Sick and Tired of Being Invisible : How to Eliminate Depression in Black Men

By | June 23, 2014

Black Men and depression have had an interesting relationship.

We are not socialized to psychological and emotionally see men.

Many of our behaviors people wrongly assume is just maleness asserting itself. Many of our behaviors people mislabel as men being men. Violent, moody, silent and unresponsive. We simple chalk it up to a gender deficiency and move on.

When we simplify a problem by assigning it to a particular portion of humanity , we miss important opportunities to change not only men but young boys as well.

Black Men are hurting.

Men have worlds of pain inside that come from not dealing with a multitude of failures covering everything from parenting to career choices and silent complicity with a status quo that none of us created but are expected to uphold.

I was an emotional wreck when I lost my favorite Uncle almost twenty years ago. I am not sure if any other men in my family had the same reaction.

His death is never discussed.

When we are not allowed to properly grieve, we simply perform in ways that leave us resentful, angry and entitled to any small piece of joy that we can steal.

As black men we must demand optimal emotional health( bell hooks). There must be space created for us to weep, grieve, discuss past disappointments. I have noticed when men approach any discussion regarding failing or an obvious shortcoming is not a conversation that any one wants to have.

In all recovery, there comes a time when the choice must be made that the unknown is more important than the fucked up familiar.

Ten years ago, I suffered a major breakup and the most severe depression I’d ever experienced in my life.

Five years into a relationship that I assumed would last another 50, we broke up and both realized we would never change the other.

I was devastated.

Having spent so much time as a couple, I no longer remembered what it felt or looked like to think and behave as a single person. I leapt into the seductive and licentious world of casual and anonymous sex.
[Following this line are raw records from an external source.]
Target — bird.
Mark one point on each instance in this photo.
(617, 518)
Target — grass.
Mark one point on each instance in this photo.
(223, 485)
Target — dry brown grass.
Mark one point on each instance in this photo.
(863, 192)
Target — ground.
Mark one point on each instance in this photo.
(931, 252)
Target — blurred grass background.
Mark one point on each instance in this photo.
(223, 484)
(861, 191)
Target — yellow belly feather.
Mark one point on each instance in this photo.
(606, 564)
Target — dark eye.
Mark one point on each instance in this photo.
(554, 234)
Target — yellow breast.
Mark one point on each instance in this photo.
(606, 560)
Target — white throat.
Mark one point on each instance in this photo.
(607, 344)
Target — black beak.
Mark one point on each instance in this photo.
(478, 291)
Being in this world was an addiction.

Being in this world allowed me to be seen, to be a part of a community, to experiment with emotional death and levels of sexual experimentation that kept loneliness out while inviting alternate realities in.

In this world, I could invent new personas and rely on wit, charm and an ever changing parade of bodies to quiet the voices of shame (for not succeeding in my most recent relationship) and the constant barrage of “not enough”.

If someone was willing to fuck me, I must be enough.

During this dark time, many friends stayed away.

It appears that black male pain is shocking, unjustifiable and should remain unseen.

While there are no textbook responses to how this (pain which leads to crippling depression if left untreated and unrecognized) should be managed and or eliminated, I have a few ideas that worked well for me.

If a person has just been through a death ( a serious relationship qualifies), this is not the time to give them space no matter what they say.

Run the risk of being labeled pushy or a busy body.

What black men need is someone to let them know that they matter.

Simply say: you matter to me and I am concerned about your behavior and choice making.

Another way might involve just being in the same space.

Men rarely ask for what we need emotionally.

We ask for more money in interviews and more sex from whomever we’re with currently.

We don’t ask for recognition or more emotional and psychological intimacy.

We hit the brakes when it is time to request the thing that will make our lives better and improve our relationships with ourselves.

We don’t ask for what we need. We become resentful and angry when our primary needs go unnoticed and yet refuse to share the fact that we have them.

Black Men ask for what you need. Friends and communities listen and respond well without interruption, direction or poorly thought out solutions.